Financial data mesh - Financial Services Industry Lens

Financial data mesh

A commonly sought-after goal of financial services organizations is to provide access to data and to extract additional value from data that is generated or acquired across their multiple business units. For example, historical market data, alternative investment data, transaction and business process data, and third-party data sets can be combined to provide for analytics and training machine learning models.
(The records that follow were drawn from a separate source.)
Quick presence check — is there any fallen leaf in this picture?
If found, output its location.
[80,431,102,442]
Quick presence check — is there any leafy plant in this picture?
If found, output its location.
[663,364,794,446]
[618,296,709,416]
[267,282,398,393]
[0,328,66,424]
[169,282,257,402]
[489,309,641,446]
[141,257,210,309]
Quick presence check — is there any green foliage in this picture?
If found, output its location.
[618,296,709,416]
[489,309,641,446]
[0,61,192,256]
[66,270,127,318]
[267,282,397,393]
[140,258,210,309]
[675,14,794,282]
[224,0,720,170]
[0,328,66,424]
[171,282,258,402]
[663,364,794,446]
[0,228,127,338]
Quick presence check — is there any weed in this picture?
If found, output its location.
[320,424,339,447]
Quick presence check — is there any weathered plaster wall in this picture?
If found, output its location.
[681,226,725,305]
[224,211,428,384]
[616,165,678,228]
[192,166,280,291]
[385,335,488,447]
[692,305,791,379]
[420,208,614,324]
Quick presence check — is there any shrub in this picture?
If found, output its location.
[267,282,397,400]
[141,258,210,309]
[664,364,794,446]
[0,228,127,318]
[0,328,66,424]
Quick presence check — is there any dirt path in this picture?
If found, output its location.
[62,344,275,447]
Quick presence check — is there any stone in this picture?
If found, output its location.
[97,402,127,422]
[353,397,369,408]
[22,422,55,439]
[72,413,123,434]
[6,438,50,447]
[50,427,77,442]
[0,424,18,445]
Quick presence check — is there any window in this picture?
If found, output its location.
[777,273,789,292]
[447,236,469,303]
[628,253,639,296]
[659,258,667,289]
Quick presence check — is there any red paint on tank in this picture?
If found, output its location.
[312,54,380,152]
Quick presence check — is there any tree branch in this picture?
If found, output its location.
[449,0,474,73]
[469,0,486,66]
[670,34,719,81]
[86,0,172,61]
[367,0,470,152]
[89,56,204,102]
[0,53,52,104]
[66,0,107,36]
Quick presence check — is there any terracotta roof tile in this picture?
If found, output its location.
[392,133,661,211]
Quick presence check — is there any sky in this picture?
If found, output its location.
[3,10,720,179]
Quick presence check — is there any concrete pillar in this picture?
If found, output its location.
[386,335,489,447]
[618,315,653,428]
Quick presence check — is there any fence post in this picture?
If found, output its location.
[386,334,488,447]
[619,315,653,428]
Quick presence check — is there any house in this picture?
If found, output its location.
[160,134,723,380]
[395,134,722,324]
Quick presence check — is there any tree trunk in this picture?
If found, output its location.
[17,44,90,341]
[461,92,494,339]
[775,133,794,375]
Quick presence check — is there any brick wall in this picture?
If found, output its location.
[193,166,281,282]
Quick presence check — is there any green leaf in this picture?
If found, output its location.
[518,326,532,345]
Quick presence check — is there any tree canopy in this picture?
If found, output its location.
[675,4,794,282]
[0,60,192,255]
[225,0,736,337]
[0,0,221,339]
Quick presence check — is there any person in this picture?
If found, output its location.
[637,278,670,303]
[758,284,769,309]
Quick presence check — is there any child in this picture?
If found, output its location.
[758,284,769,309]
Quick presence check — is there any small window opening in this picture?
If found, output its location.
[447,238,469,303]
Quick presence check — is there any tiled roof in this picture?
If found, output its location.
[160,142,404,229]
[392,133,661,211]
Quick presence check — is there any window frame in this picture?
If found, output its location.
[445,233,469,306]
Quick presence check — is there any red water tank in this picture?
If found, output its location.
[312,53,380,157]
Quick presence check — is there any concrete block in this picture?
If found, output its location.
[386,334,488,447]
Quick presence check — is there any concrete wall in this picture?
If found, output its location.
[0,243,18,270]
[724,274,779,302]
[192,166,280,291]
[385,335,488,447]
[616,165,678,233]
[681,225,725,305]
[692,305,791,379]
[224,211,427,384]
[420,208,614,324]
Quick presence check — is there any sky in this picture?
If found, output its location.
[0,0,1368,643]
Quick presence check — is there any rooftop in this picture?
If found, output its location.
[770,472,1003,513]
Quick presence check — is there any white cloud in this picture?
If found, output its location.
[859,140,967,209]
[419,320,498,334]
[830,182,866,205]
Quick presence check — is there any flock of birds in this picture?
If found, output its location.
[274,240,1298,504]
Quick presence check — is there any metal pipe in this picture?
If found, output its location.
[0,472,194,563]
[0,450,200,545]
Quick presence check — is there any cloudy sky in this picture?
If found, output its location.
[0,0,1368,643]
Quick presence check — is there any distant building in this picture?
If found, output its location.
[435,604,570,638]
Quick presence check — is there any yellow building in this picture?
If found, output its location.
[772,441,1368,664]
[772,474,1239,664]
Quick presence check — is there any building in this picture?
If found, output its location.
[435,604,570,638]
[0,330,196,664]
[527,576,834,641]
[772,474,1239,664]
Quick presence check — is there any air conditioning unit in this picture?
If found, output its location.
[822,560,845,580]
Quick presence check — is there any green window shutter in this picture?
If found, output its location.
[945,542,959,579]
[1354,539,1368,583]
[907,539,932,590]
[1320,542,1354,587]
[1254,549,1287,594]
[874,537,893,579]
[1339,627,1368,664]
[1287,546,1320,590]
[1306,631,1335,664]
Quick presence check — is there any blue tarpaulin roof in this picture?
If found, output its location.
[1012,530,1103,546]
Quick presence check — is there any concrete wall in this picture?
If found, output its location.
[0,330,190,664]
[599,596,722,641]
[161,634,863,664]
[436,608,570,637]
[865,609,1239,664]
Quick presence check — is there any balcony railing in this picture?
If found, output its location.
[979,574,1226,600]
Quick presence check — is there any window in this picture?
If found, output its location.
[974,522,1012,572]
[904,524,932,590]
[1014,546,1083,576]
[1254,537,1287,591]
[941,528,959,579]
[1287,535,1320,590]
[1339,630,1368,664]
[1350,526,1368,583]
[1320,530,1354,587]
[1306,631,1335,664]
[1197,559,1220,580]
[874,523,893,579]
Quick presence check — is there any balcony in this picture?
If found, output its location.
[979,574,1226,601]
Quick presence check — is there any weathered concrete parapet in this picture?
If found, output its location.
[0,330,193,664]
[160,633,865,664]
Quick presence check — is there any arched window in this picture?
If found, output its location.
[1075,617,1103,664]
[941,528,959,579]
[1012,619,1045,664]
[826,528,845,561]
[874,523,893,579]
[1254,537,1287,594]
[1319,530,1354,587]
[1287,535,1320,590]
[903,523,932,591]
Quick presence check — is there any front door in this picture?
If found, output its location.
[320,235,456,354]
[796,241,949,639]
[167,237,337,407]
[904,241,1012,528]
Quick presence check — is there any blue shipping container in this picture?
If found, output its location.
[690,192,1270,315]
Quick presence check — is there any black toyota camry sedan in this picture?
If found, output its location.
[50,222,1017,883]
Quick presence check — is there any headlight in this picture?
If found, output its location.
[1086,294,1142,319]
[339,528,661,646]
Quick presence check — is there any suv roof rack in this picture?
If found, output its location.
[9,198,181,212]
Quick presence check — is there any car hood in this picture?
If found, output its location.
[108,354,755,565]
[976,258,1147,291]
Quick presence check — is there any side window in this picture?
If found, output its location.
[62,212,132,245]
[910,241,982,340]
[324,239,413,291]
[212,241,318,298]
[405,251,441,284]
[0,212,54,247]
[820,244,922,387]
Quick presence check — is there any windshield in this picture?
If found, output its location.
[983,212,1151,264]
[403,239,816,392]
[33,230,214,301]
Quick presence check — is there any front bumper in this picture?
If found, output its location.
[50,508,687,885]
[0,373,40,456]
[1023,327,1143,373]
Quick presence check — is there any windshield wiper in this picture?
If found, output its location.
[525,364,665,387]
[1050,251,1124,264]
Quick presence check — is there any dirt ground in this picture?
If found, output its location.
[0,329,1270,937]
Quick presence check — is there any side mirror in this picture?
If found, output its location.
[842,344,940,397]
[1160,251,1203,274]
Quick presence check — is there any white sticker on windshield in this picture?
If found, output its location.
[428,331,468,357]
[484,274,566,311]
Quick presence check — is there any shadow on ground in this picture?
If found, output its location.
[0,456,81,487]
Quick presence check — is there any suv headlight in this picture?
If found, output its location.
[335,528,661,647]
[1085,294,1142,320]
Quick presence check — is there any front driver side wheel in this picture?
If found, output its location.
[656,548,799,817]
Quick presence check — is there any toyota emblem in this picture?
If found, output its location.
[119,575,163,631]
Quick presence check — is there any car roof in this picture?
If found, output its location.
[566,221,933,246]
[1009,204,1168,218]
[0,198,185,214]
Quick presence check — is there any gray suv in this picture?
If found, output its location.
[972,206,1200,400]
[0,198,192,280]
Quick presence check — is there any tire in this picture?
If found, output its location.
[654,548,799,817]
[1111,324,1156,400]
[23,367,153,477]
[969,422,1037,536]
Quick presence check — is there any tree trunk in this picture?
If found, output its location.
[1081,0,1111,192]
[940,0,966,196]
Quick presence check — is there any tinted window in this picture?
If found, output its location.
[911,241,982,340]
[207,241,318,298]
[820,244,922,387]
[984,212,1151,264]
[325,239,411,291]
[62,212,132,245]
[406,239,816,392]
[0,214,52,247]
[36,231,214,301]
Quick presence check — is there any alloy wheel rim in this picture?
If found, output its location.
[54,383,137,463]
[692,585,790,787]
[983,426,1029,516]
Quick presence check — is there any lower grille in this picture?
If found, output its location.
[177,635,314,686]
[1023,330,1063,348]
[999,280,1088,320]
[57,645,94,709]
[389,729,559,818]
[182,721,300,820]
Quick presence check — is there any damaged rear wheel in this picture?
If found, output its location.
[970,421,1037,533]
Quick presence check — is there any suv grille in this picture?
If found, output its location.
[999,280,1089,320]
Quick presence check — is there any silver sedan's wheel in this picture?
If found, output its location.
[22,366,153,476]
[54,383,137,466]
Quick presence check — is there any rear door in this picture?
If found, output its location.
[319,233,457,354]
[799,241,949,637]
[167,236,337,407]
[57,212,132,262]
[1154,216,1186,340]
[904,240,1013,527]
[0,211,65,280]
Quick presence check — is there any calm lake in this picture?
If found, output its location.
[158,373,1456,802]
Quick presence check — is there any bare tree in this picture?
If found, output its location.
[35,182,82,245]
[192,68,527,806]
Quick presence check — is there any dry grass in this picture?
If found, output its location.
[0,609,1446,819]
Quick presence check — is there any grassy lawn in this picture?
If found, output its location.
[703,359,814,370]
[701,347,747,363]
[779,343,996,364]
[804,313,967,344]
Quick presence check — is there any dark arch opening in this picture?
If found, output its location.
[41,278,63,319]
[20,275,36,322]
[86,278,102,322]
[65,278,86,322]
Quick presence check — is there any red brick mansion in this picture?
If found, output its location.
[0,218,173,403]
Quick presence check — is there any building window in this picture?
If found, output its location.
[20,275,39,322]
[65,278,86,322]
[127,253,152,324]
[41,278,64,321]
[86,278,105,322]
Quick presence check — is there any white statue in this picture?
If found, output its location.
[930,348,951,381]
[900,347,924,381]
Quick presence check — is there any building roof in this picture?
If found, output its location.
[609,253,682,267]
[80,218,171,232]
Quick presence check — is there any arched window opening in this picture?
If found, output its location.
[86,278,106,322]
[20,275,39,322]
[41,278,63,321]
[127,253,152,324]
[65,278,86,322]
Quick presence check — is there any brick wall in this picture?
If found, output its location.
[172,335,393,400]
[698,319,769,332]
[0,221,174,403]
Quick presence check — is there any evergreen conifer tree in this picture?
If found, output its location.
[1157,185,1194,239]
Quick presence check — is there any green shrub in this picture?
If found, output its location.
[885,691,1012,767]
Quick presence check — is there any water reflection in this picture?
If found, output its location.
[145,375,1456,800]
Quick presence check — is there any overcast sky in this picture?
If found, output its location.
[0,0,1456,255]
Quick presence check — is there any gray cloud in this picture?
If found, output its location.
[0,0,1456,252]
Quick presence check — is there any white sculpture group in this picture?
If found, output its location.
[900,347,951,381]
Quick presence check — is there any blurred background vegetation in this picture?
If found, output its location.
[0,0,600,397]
The term data mesh refers to any architectural framework that enables access to a diverse set of data across the enterprise through a distributed and decentralized ownership model. A data mesh architecture effectively unites disparate data sources through centrally managed data sharing and governance guidelines. A data mesh can be used to improve data access while providing enhanced security and scalability for an enterprise. The following data mesh reference architecture is built around the following architectural principles:

  • Distributed domain-driven architecture: Data management responsibility that is organized around a set of business functions or domains which are responsible for managing the lifecycle of their datasets.

  • Data as a product: Each domain team manages their datasets as a product, meaning that the data is organized in a way that matches the way users consume the data. Each dataset is trustworthy, describes itself, and is fit for purpose.

  • Federated data governance: Security is implemented as a shared responsibility within the organization; global standards and policies apply across domains, while each domain has its own degree of autonomy on standards and policies within the domain.

  • Common access and self-serve data: Data must be quickly discoverable and consumable by subject matter experts (SMEs).

Reference architecture

Financial data mesh reference architecture diagram

Figure 1. Financial data mesh

Architecture description

  • Producer accounts: Business domains manage the lifecycle of their datasets in their own AWS accounts, including ETL, security, retention, and backup.

  • Catalog account:

    • Business domains provide access to prepared datasets to a centralized catalog and access management account where Lake Formation is used to access business domain datasets.

    • The centralized catalog account manages access to business domain datasets by defining access policies to datasets from consumer accounts through Lake Formation cross-account data sharing.

  • Consumer accounts: Data lake administrators in the consumer accounts use Lake Formation to manage granular access policies within their own account.